Guess What’s Coming With Dinner?


THE FIELD OFFICE of the Pennsylvania Department of Agriculture that handles Philadelphia is headed by lameduck Congressman Jimmy Byrne’s brother. The State inspects all food establishments except restaurants and operates along lines similar to Philadelphia’s Health Department. Frequently, City and State jurisdictions overlap, causing duplicate inspections, wasted man-hours and a drain on limited financial resources.

The competence of state inspectors is under fire these days from several sources. Ralph Nader claims that they worry about cracks in the wall, while ignoring the purity of meat and food products. Local observers in Philadelphia complain that too many state inspectors were hired before civil service and that their training has been casual.
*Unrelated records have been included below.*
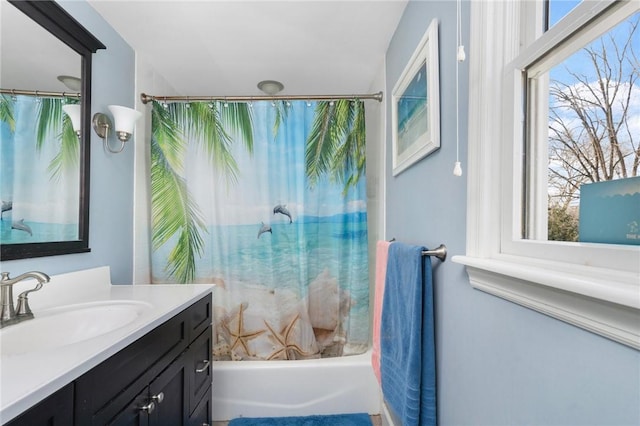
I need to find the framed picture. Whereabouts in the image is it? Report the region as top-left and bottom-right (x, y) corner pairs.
(391, 19), (440, 176)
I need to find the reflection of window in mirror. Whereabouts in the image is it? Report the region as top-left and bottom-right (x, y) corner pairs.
(522, 0), (640, 245)
(0, 0), (105, 261)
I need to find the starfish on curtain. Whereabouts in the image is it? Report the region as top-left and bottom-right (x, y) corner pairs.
(222, 303), (267, 356)
(264, 314), (313, 360)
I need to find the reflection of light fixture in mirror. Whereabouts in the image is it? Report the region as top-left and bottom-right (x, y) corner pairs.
(258, 80), (284, 96)
(58, 75), (82, 92)
(93, 105), (142, 154)
(62, 104), (82, 137)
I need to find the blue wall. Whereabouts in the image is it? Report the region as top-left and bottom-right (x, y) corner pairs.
(386, 1), (640, 426)
(2, 1), (135, 284)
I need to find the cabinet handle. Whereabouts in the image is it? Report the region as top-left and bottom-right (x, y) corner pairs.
(140, 401), (156, 414)
(151, 392), (164, 404)
(196, 359), (209, 373)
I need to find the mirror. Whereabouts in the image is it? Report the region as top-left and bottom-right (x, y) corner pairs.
(0, 0), (105, 260)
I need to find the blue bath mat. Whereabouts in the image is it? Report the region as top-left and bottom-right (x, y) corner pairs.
(229, 413), (372, 426)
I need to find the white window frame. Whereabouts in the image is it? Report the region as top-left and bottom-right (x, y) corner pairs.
(453, 0), (640, 349)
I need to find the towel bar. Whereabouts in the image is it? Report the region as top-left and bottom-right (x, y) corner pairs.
(422, 244), (447, 262)
(389, 238), (447, 262)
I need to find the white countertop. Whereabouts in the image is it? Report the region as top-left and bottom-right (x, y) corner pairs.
(0, 267), (214, 424)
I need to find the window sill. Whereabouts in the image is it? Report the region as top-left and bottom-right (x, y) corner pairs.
(453, 256), (640, 350)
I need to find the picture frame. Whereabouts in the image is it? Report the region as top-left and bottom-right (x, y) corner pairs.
(391, 19), (440, 176)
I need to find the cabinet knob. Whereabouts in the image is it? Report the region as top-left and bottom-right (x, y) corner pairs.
(196, 359), (209, 373)
(140, 401), (156, 414)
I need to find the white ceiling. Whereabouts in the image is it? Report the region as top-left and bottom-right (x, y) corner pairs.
(89, 0), (407, 96)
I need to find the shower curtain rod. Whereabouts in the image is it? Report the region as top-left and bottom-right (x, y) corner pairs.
(0, 89), (80, 99)
(389, 238), (447, 262)
(140, 91), (382, 104)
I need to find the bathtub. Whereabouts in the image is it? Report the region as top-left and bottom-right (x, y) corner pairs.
(212, 350), (382, 421)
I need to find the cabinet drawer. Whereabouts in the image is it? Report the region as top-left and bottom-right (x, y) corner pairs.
(187, 326), (212, 413)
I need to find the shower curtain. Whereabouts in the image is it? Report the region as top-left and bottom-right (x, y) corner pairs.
(151, 100), (369, 360)
(0, 95), (80, 244)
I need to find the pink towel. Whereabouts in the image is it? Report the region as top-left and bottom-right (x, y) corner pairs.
(371, 241), (391, 383)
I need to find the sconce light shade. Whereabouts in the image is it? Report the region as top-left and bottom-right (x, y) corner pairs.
(92, 105), (142, 154)
(108, 105), (142, 142)
(62, 104), (82, 136)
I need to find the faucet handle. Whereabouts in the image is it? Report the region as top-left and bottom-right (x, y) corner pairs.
(16, 281), (42, 317)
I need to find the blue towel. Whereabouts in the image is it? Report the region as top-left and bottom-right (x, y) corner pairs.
(380, 243), (436, 426)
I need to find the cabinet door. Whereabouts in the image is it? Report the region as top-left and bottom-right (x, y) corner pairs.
(6, 383), (73, 426)
(109, 388), (155, 426)
(187, 326), (212, 413)
(149, 353), (189, 426)
(189, 387), (213, 426)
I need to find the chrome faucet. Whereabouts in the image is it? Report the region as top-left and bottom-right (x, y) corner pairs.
(0, 271), (50, 328)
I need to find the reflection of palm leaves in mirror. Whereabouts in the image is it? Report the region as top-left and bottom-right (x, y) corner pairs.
(305, 99), (366, 194)
(151, 102), (253, 283)
(0, 95), (16, 133)
(36, 98), (80, 179)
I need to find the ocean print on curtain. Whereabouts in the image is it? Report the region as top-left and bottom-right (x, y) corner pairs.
(0, 95), (80, 244)
(151, 100), (369, 360)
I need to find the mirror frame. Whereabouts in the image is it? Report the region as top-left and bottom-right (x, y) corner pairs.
(0, 0), (106, 260)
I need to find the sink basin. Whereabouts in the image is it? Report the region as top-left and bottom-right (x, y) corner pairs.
(0, 300), (151, 356)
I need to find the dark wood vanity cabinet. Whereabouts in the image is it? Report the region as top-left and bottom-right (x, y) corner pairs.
(5, 295), (212, 426)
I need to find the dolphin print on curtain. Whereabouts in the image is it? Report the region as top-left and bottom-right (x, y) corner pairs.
(151, 100), (369, 360)
(0, 95), (80, 244)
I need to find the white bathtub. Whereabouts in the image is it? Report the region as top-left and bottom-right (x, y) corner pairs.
(213, 351), (382, 421)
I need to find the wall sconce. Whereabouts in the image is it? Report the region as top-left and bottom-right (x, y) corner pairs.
(92, 105), (142, 154)
(62, 104), (82, 137)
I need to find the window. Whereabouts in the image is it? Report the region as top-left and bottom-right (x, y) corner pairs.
(454, 1), (640, 349)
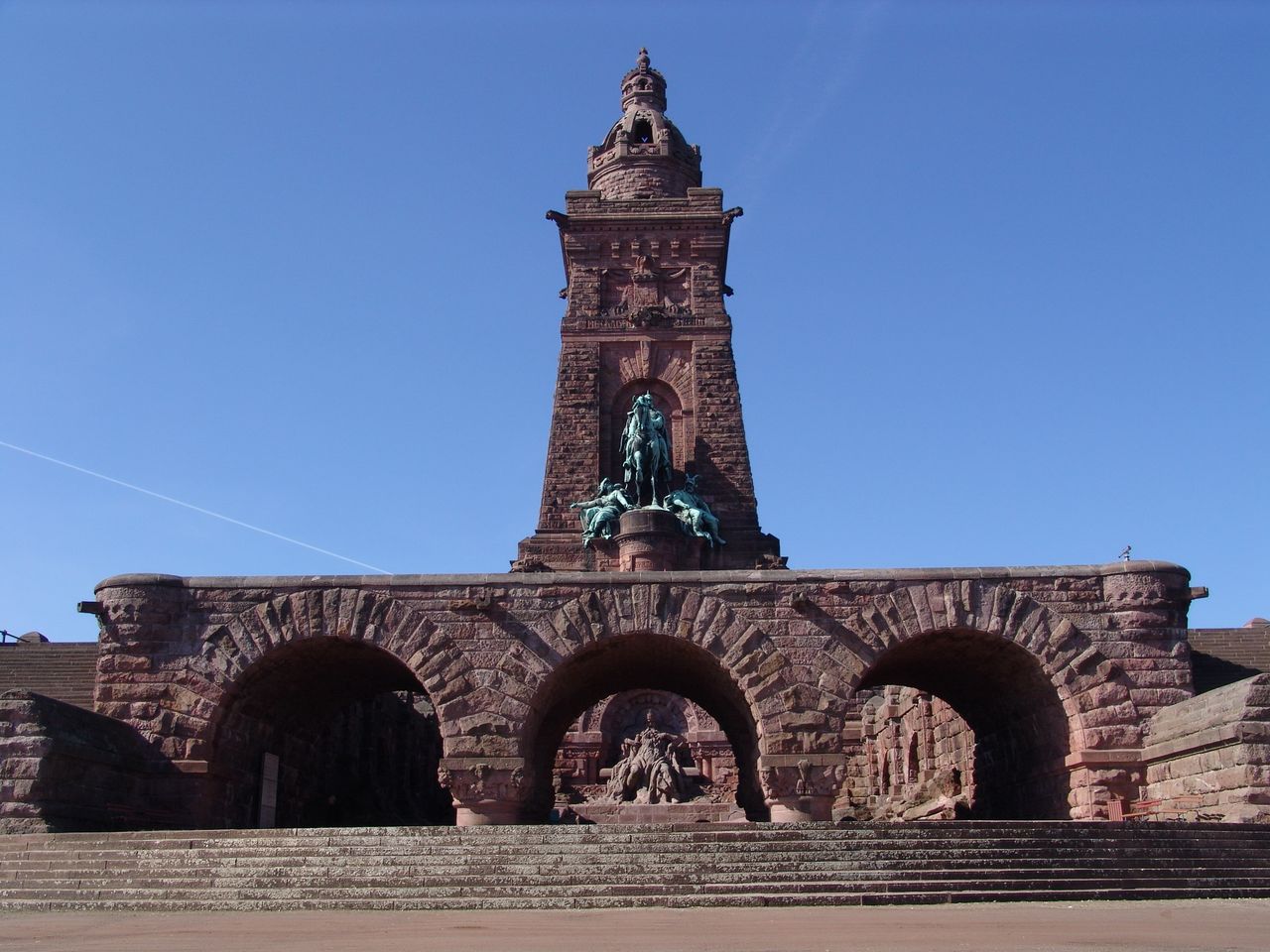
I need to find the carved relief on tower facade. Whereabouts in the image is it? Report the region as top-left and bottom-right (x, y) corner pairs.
(514, 48), (781, 570)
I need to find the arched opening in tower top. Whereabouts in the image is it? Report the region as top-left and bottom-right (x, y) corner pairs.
(205, 638), (453, 829)
(838, 630), (1071, 820)
(515, 634), (767, 822)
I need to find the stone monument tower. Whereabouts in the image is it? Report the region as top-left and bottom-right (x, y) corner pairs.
(513, 50), (784, 571)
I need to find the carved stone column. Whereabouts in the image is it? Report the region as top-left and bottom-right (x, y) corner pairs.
(758, 754), (847, 822)
(437, 757), (528, 826)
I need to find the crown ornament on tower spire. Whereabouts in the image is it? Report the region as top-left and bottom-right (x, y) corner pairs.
(586, 49), (701, 199)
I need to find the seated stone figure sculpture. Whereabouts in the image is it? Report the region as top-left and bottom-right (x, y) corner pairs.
(608, 711), (694, 803)
(569, 477), (632, 545)
(666, 473), (725, 545)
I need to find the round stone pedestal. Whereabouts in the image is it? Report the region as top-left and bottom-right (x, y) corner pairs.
(767, 796), (833, 822)
(617, 508), (685, 572)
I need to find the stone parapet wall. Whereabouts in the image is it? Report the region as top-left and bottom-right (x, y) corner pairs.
(1143, 674), (1270, 822)
(0, 690), (182, 833)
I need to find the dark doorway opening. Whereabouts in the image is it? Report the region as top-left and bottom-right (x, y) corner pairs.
(854, 630), (1071, 820)
(208, 639), (453, 828)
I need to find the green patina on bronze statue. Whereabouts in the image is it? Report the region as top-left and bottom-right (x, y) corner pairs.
(663, 473), (726, 545)
(569, 477), (635, 545)
(569, 393), (725, 547)
(621, 393), (671, 507)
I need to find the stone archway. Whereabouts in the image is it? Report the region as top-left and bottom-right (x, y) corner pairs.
(204, 638), (453, 828)
(184, 589), (479, 826)
(522, 632), (768, 822)
(860, 629), (1072, 820)
(811, 580), (1142, 819)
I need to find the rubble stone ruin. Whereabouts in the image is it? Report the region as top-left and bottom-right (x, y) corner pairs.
(0, 51), (1270, 830)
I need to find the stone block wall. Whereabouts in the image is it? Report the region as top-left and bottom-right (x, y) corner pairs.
(1143, 674), (1270, 822)
(66, 562), (1190, 821)
(0, 690), (178, 833)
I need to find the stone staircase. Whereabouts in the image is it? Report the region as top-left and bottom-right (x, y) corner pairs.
(0, 641), (96, 711)
(0, 821), (1270, 911)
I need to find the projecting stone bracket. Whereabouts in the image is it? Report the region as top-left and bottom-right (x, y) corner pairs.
(758, 754), (847, 822)
(437, 757), (528, 826)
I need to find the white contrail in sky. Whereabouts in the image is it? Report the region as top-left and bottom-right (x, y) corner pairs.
(0, 439), (393, 575)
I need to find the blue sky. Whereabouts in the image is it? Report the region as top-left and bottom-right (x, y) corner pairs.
(0, 1), (1270, 640)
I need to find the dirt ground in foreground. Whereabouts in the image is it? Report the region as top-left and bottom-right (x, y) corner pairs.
(0, 900), (1270, 952)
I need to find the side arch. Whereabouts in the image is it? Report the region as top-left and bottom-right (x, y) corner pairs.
(829, 580), (1142, 819)
(188, 589), (472, 759)
(508, 583), (849, 754)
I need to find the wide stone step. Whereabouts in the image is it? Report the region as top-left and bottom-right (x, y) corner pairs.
(0, 822), (1270, 910)
(3, 886), (1270, 912)
(0, 837), (1270, 860)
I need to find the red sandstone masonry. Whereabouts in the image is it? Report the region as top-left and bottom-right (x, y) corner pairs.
(62, 563), (1188, 816)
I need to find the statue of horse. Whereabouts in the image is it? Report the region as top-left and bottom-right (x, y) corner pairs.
(621, 394), (671, 505)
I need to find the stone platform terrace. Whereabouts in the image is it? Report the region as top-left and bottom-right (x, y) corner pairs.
(0, 900), (1270, 952)
(64, 562), (1192, 826)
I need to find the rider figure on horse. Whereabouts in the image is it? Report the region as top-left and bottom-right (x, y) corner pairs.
(621, 393), (671, 505)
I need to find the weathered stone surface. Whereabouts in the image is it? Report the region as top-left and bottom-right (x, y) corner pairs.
(1143, 674), (1270, 822)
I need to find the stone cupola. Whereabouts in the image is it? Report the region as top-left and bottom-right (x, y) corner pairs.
(586, 50), (701, 199)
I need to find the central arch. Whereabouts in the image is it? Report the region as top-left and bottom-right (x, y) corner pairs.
(522, 632), (767, 822)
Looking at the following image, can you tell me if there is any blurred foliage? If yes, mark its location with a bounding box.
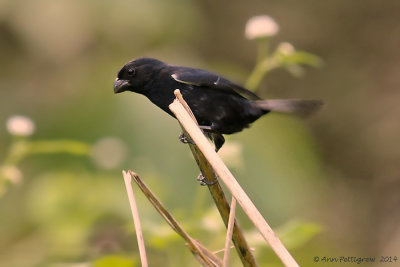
[0,0,400,266]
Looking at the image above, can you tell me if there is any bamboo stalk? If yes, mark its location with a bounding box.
[122,171,149,267]
[169,92,299,267]
[174,89,258,267]
[222,197,236,267]
[128,171,222,267]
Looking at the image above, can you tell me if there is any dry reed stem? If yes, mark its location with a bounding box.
[122,171,149,267]
[128,170,222,267]
[174,89,258,267]
[222,196,236,267]
[169,94,299,267]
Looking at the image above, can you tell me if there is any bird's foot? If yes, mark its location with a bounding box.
[178,133,195,145]
[197,173,217,186]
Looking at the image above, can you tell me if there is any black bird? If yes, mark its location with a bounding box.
[114,58,322,151]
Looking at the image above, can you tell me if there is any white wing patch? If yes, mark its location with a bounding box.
[171,73,200,86]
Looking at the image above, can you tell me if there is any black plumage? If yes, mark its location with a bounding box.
[114,58,321,150]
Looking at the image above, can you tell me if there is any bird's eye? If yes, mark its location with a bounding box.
[128,68,136,76]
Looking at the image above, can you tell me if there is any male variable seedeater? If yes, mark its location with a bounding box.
[114,58,322,151]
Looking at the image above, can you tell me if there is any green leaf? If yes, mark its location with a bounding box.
[93,255,138,267]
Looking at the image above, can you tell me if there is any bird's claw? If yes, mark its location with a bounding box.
[178,133,195,145]
[197,173,217,186]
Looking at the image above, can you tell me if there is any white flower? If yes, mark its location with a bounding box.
[6,115,35,136]
[245,15,279,40]
[91,137,127,169]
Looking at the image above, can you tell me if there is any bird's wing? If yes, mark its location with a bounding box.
[171,68,261,100]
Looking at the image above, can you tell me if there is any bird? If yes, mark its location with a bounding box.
[114,57,322,151]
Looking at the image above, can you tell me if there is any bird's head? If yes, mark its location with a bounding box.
[114,58,165,94]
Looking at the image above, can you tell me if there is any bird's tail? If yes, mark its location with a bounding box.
[253,99,323,117]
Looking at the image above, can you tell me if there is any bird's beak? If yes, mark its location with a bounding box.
[114,78,130,94]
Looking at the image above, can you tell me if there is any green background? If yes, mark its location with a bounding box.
[0,0,400,266]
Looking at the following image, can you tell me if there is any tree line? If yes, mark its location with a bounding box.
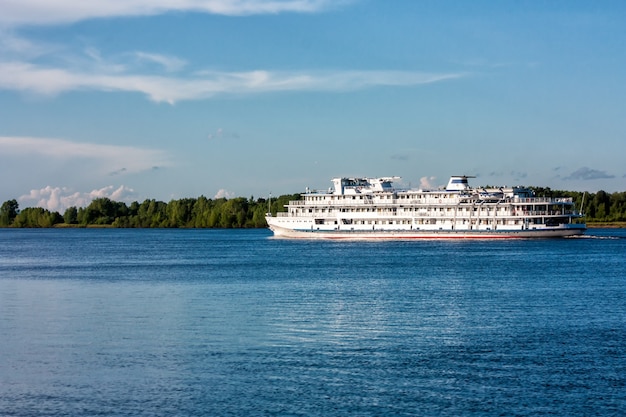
[0,194,300,229]
[0,187,626,229]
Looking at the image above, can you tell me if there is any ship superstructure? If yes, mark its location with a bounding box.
[266,175,586,239]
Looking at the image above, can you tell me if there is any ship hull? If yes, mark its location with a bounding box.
[270,225,586,240]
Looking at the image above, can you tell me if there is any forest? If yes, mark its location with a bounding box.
[0,187,626,229]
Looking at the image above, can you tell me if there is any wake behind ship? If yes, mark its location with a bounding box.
[266,176,586,239]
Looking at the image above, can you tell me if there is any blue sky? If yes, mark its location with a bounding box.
[0,0,626,212]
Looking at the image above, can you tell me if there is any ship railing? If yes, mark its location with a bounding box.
[513,197,574,203]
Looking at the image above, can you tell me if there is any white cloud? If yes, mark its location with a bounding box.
[134,52,187,72]
[213,189,235,199]
[0,61,463,104]
[0,0,347,26]
[18,185,137,214]
[420,177,437,190]
[0,136,171,175]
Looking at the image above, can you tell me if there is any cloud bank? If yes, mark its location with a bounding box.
[0,0,347,26]
[563,167,615,181]
[18,185,137,214]
[0,61,462,104]
[0,136,171,175]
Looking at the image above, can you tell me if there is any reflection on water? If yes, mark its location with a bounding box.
[0,230,626,416]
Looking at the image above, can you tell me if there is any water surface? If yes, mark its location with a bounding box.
[0,229,626,416]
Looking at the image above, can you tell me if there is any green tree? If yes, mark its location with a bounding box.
[0,200,19,227]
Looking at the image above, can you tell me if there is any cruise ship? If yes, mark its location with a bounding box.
[266,175,586,240]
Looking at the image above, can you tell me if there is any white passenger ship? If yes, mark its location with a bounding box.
[266,176,586,239]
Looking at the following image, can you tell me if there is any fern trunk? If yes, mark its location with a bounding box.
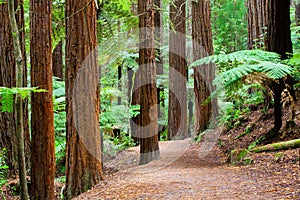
[295,1,300,26]
[8,0,29,200]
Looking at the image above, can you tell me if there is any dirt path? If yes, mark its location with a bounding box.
[77,139,300,200]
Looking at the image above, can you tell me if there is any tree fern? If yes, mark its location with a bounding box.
[190,50,293,86]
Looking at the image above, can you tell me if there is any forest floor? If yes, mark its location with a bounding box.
[0,97,300,200]
[76,96,300,200]
[76,139,300,200]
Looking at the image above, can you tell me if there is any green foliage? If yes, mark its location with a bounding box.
[191,50,293,87]
[211,0,247,54]
[0,87,47,112]
[0,149,8,198]
[248,136,265,151]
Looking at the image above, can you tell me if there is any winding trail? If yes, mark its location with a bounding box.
[76,139,300,200]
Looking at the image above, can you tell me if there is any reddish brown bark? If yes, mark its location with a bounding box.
[52,41,63,80]
[0,0,30,176]
[138,0,159,164]
[168,0,188,140]
[247,0,268,49]
[192,0,218,134]
[30,0,55,200]
[266,0,293,134]
[64,0,103,199]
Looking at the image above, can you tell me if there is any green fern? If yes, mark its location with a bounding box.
[0,87,47,112]
[190,50,280,67]
[190,50,293,86]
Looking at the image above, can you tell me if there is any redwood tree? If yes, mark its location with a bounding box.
[65,0,103,199]
[138,0,159,164]
[0,0,30,176]
[168,0,188,140]
[266,0,293,134]
[52,41,63,80]
[247,0,268,49]
[192,0,217,134]
[30,0,55,200]
[295,0,300,26]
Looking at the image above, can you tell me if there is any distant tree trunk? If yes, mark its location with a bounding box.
[154,0,164,125]
[118,65,122,105]
[30,0,55,200]
[266,0,293,134]
[192,0,218,134]
[295,1,300,26]
[138,0,160,164]
[247,0,268,49]
[8,0,29,200]
[0,0,30,176]
[128,66,141,145]
[154,0,164,75]
[64,0,103,199]
[168,0,188,140]
[52,41,63,80]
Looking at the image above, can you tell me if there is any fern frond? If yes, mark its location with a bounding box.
[190,50,280,67]
[214,62,293,86]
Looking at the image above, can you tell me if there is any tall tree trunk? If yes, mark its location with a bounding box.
[154,0,164,128]
[295,1,300,26]
[52,41,63,80]
[0,0,30,176]
[138,0,160,164]
[192,0,218,134]
[168,0,188,140]
[30,0,55,200]
[247,0,268,49]
[266,0,293,135]
[8,0,29,200]
[65,0,103,199]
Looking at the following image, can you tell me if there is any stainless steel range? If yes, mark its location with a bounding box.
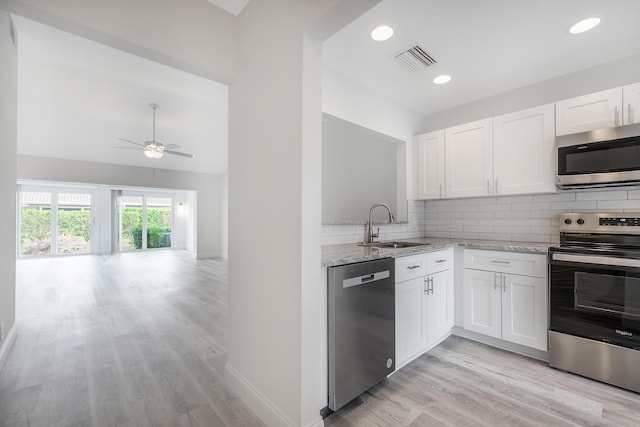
[549,212,640,392]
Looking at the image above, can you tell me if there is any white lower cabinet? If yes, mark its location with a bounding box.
[463,249,548,351]
[396,249,454,368]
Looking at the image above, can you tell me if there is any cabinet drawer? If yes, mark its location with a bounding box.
[426,249,453,274]
[464,249,547,277]
[396,254,427,283]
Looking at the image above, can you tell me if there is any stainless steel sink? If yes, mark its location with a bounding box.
[358,241,430,248]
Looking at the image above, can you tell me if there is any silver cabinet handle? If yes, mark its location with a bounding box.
[424,277,433,295]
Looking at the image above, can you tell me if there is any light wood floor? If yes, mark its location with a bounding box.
[0,251,640,427]
[325,336,640,427]
[0,251,264,427]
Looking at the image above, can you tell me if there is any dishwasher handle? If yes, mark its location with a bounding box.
[342,270,391,288]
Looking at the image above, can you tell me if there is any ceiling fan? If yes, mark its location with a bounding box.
[114,103,195,159]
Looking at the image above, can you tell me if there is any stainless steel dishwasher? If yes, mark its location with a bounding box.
[328,258,396,411]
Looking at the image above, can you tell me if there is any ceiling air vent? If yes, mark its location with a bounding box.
[393,45,437,71]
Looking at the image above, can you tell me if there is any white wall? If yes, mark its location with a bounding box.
[418,55,640,133]
[0,0,239,83]
[0,10,18,369]
[17,156,226,258]
[226,0,374,426]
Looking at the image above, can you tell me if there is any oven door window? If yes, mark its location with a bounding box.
[574,271,640,320]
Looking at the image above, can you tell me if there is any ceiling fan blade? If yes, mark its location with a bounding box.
[118,138,144,147]
[164,150,196,159]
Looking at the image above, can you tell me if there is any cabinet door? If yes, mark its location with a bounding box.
[425,270,453,347]
[502,274,547,351]
[416,130,444,199]
[493,104,556,194]
[444,119,493,197]
[463,269,502,338]
[556,88,622,136]
[396,277,427,367]
[622,83,640,125]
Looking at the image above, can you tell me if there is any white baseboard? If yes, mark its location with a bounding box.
[452,326,549,362]
[306,417,324,427]
[196,253,220,259]
[0,323,17,371]
[224,363,298,427]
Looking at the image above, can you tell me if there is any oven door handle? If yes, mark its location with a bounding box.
[551,253,640,267]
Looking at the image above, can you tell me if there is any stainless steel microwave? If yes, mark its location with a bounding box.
[556,136,640,188]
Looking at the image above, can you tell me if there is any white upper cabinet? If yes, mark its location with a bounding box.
[493,104,556,195]
[444,119,493,197]
[556,88,622,136]
[416,130,444,199]
[622,83,640,125]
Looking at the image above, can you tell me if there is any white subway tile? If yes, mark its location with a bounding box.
[426,230,451,239]
[530,226,559,235]
[511,202,552,211]
[550,200,597,212]
[576,190,627,201]
[512,218,551,227]
[533,192,576,203]
[513,234,551,243]
[597,200,640,211]
[467,197,498,206]
[494,211,531,219]
[451,232,478,240]
[464,212,494,219]
[495,225,529,234]
[478,233,512,242]
[497,196,533,205]
[463,225,494,233]
[478,204,511,212]
[531,209,571,219]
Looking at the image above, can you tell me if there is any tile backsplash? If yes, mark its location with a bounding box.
[322,187,640,245]
[425,187,640,243]
[322,200,425,245]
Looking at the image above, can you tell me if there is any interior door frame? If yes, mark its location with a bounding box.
[116,188,176,252]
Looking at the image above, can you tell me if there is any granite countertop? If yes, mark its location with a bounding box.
[322,237,552,267]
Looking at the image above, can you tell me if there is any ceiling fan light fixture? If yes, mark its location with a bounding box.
[569,16,600,34]
[144,141,164,159]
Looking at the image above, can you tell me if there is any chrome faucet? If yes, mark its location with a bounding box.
[367,203,396,243]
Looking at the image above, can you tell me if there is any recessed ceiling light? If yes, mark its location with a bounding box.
[569,17,600,34]
[433,74,451,85]
[371,25,393,42]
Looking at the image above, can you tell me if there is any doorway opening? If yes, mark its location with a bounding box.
[116,192,175,252]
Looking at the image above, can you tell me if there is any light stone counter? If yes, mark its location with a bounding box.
[322,237,553,267]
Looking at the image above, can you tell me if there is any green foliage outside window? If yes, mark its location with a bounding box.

The United States Department of Agriculture has self-righteously blasted Pennsylvania meat inspections as inadequate and unprofessional. In fact, the federal government has taken over all meat inspecting in the state because of Harrisburg’s failure to provide regional inspections that match federal standards. Earl Butz’s Washington office has accused the Shapp administration of failing to hire enough new inspectors to adequately re-inspect problem areas. Pennsylvania’s secretary of agriculture, James A. McHale, has defended the meat inspections of his department and accused the USDA of persecuting him and Shapp because they are Democrats and Nixon and Butz are Republicans.

Be that as it may, Shapp will now save $1.5 million a year as a result of the federal takeover, but about 300 small meat-packing plants throughout the state will probably be forced to close because they fall so far short of federal specifications. While all this political infighting has been going on, no one in Harrisburg is prepared to admit how good or how bad Pennsylvania meat really is. Most Philadelphians consume meat that passes federal inspection, but other areas in the state are far less fortunate.

And federal inspection isn’t all that great, either.

The dossier on U.S. secretary of Agriculture Earl Butz’s department grows grimmer with each page. For example, the artificial coloring that the USDA uses to stamp federally inspected meat in Philadelphia is composed of a chemical whose brand is "Violet # I." The World Health Organization has banned the use of this chemical outside of the States because preliminary tests have shown that it may be a cause of cancer in humans.

The granddaddy of all food and sanitation regulatory agencies is the U.S. Food and Drug Administration.

The Philadelphia district extends over half of eastern Pennsylvania, all of South Jersey and encompasses the entire state of Delaware. Over 50 field inspectors are assigned to the district. They are part of 210 national inspectors who are charged with policing over 60,000 plants that process food. After recent scares involving cyclamates and artificial sweeteners, mercury in tuna fish, and botulism bacteria in Bon Vivant and Campbell’s soups, the FDA admitted that it was lucky if it could inspect each plant once every five years. In 1969 Congress decided to reorganize the FDA because of "gross incompetence." That reorganization is finally scheduled to take place this year.